A total of 8.8% of employees felt that the outcome of their work completed is appropriate to a small extent. In comparison, another 5.9% of employees felt their work’s outcome is appropriate to the outcome to a minimal extent. The employees were then asked if the outcome of the procedures used reflected their contribution, to which a large percentage of employees, 47.1%, felt that it did to a large extent. In comparison, another 2.9% thought that the outcome reflected their contribution to a considerable extent.
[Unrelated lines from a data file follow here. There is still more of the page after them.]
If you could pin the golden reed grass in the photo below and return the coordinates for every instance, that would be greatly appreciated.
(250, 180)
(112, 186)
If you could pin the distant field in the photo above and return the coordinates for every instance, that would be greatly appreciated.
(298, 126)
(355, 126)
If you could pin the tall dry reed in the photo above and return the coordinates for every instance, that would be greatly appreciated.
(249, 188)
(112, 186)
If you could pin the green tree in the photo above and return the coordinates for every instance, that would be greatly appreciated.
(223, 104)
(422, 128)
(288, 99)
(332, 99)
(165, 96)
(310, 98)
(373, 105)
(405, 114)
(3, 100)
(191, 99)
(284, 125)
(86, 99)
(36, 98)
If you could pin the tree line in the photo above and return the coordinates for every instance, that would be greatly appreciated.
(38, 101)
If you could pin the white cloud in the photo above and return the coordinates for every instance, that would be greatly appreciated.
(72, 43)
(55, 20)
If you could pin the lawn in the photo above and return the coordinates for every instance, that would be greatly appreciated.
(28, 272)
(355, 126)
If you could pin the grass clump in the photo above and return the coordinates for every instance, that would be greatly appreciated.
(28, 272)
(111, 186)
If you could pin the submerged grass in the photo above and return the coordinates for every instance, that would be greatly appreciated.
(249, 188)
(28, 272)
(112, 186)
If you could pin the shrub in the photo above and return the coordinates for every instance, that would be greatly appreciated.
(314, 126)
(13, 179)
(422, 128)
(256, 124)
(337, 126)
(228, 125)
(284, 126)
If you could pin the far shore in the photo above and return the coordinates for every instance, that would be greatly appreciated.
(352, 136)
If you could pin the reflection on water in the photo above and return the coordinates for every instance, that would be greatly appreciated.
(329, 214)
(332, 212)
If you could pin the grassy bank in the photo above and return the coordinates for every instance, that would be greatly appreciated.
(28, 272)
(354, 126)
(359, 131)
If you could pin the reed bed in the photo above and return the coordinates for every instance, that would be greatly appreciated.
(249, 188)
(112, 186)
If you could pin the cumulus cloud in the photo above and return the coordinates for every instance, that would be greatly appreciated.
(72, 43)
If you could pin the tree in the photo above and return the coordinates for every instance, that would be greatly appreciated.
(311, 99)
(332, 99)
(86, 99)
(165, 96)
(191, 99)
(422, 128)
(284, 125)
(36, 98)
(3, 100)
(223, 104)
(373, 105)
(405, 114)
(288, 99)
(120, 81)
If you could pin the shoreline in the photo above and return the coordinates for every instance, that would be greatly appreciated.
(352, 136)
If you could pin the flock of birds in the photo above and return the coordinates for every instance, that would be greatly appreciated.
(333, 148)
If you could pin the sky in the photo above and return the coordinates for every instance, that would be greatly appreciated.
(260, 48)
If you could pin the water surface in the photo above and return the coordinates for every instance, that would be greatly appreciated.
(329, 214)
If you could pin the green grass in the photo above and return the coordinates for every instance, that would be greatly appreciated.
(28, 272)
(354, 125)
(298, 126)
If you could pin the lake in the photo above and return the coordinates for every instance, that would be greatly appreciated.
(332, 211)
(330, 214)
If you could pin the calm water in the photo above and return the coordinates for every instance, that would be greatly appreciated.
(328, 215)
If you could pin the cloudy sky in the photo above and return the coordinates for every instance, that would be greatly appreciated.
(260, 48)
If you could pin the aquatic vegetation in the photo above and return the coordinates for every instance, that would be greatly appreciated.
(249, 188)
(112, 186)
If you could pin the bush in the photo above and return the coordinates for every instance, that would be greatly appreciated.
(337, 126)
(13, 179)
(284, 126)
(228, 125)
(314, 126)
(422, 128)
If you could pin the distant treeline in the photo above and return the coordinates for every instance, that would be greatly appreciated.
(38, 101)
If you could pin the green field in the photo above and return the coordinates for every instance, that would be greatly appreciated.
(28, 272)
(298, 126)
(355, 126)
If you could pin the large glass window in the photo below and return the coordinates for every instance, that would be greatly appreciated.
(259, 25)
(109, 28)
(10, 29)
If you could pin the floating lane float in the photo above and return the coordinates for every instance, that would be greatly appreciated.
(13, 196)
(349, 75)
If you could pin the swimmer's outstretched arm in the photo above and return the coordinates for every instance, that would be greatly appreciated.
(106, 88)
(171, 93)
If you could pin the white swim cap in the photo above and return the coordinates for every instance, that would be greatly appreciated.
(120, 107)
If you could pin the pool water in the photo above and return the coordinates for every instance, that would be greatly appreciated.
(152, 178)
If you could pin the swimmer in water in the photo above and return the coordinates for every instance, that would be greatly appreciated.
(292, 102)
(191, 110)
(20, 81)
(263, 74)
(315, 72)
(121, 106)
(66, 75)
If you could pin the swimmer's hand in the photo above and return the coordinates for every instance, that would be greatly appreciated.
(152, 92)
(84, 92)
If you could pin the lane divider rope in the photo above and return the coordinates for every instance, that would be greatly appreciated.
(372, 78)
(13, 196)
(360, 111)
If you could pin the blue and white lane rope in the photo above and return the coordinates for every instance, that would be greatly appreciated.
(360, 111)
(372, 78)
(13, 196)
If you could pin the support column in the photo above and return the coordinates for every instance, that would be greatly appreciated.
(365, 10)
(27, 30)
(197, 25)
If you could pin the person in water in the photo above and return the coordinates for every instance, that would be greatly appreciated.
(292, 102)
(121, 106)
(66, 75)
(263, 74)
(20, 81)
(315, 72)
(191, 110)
Another 8.8% of employees reflected their contribution to a small extent, and another 2.9% of employees felt that the outcome reflected their contribution to a minimal extent. 38.2% of employees felt that the outcome reflected their contributions to a moderate extent. Each employee was asked if the outcome was justified following their performance, to which 47.1% gave a moderate response.

A percentage of 23.5% of employees felt that the outcome justified their performance largely, and another 17.6% of employees felt that the outcome justified their contributions to a considerable extent. A small percentage of 2.9% of employees felt that the outcome reflected their contribution to a minimal extent. In comparison, 8.8% of employees felt that the outcome produced reflected their performance to a small extent.

Now the employees were asked questions regarding the interaction between the supervisor/manager and the employees. The first question asked was if he/she politely treats the employee. To this question, 20.6% said that the employer politely treated them to a considerable extent. About 26.5% of employees said that the employer politely treats them to a large extent.

23.5% of employees said that the employer politely treats them to a moderate extent, while 20.6% of employees feel that their employer politely treats them to a small extent. However, a percentage of 8.8% of employees think that their employer politely treats them to a minimal extent.

Employees were then asked if the employer treats them with dignity, to which 38.2% of employees said to a moderate extent, while 32.4% said that the employer did to a considerable extent. In comparison, 26.5% felt that the employer treats them with dignity to a considerable extent. A percentage of 2.9% of employees feel that their employer treats them with dignity to a small extent, and no employee feels that the employer treats them with dignity to a minimal extent.

Next, the employees were asked if the employer treated them concerning, which no employee felt that the employer did to a minimal extent, and 2.9% of employees felt that the employer treated them to a small extent. 23.5% of employees felt that their employer treats them to a moderate extent, while 41.2% feel that their employer treats them largely.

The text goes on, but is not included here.